About Associate Professor Charles Pilgrim

Associate Professor Charles Pilgrim first graduated from Monash University in 2000 before entering his surgical training at The Alfred in Melbourne. In 2007 he gained his fellowship in General Surgery, and in 2008 was appointed the Upper Gastrointestinal fellow at The Alfred.

A/Prof Pilgrim commenced his PhD at the Peter MacCallum Cancer Centre in 2009 through the University of Melbourne, which he completed in 2012 to advance the field of research into liver damage caused by chemotherapy. He then went on to the USA to complete a second fellowship as the Surgical Oncology fellow in HPB (Hepatopancreaticobiliary) Surgery at the Medical College of Wisconsin Cancer Centre.

Now A/Prof Pilgrim offers general and minimally invasive upper gastrointestinal surgery, hernia repair and treatment, specialist surgery for cancer and other disorders of the pancreas, liver, stomach, gallbladder and bile duct, as well as offering bariatric surgery in Melbourne. He works with the Victorian HPB Surgery group at Cabrini Medical Centre Malvern and Peninsula Private Consulting Suites Frankston. A/Prof Pilgrim has appointments with the Hepatopancreaticobiliary unit at The Alfred, the Trauma Surgery Service at The Alfred and in General and Emergency Surgery at Frankston Hospital.
A/Prof Pilgrim is an international Fellow of the American College of Surgeons and is a member of the International HPB Association (IHPBA), the Americas HPB association (AHPBA), the Australian & New Zealand HPB association (ANZHPBA), the Society of Surgical Oncology (SSO) and is on the Scientific Advisory Committee Upper Gi Working party of Australasian Gastrointestinal Trials group (AGITG). He is a member of both the ANZ Gastrooesophageal Surgery Association (ANZGOSA) and the ANZ Metabolic and Obesity Surgery Society (ANZMOSS). He is a member of the American Society of Clinical Oncology (ASCO), the Society of Surgical Oncology (SSO), the Australian Military Medicine Association (AMMA), Australasian Pancreatic Club, American Pancreas Association (APA) the International Association of Pancreatology (IAP) and is a committee member of the Section of Military Surgery with the Royal Australasian College of Surgeons. He is accredited by GESA to perform gastroscopy and colonoscopy. He is on the medical advisory board for PANCARE, the pancreas cancer consumer group.
A//Prof Pilgrim has been published extensively in many peer reviewed medical journals such as the Journal of the American College of Surgeons, Annals of Surgery, the British Journal of Surgery, the Australia and New Zealand Journal of Surgery, the Journal of the American Medical Association and the journal HPB, on topics such as liver cancer, pancreatic cancer, gallbladder cancer as well as laparoscopic and trauma surgery.

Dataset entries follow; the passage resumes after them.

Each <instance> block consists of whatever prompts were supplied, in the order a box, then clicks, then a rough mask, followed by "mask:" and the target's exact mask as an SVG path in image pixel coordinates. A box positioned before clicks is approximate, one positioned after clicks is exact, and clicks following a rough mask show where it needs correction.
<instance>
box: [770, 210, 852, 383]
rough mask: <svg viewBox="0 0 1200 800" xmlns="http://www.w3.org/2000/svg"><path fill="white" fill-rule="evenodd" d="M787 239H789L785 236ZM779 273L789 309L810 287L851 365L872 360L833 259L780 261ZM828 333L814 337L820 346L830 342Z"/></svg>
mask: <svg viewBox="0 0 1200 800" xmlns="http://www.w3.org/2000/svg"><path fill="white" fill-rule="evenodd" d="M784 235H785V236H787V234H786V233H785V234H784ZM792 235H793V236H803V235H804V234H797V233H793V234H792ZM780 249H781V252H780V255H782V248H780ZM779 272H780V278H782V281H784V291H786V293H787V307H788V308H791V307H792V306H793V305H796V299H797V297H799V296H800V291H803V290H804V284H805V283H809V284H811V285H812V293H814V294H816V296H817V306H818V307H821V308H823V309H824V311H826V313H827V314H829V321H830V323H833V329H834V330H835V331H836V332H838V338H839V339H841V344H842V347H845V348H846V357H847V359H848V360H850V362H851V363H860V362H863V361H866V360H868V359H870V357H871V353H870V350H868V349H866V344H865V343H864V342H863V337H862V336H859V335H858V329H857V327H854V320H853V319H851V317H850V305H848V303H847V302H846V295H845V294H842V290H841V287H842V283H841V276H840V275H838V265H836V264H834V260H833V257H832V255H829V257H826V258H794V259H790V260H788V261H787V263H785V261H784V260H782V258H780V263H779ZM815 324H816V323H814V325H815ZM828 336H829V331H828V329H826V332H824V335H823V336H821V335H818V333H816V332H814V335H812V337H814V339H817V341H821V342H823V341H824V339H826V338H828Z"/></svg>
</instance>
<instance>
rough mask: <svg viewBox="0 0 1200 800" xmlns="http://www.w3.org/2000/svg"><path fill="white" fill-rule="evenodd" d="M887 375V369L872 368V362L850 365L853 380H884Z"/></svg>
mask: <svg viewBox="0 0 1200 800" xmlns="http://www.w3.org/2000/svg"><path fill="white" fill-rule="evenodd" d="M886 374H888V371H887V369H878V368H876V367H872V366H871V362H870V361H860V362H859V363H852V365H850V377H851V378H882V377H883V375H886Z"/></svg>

A/Prof Charles Pilgrim is a serving military surgeon with the Royal Australian Army Medical Corps and was deployed to Afghanistan to serve in 2010 and to Iraq in 2016. He is a member of the Academy of Surgical Educators with the College of Surgeons and an adjunct Associate Professor in the Department of Surgery, Central Clinical School (Monash University) at The Alfred. He is Senior Trauma instructor for the Royal Australasian College of Surgeons and the International Association for Trauma Surgery and Intensive Care (IATSIC).

A/Prof Pilgrim has continued to develop his skills, as an early adopter of new technology and concepts, focused on ways to improve outcomes and experiences for his patients. That pioneering concept is what stimulated the uptake and embarking on the learning curve to introduce robotics and has been central to his research into pancreas cancer, particularly in the use of neoadjuvant chemotherapy prior to surgery and alternative approaches to pancreas cancers such as IRE. A/Prof Pilgrim travelled to the US to work with some of the world’s leading pancreas surgeons and bring those concepts to Australia.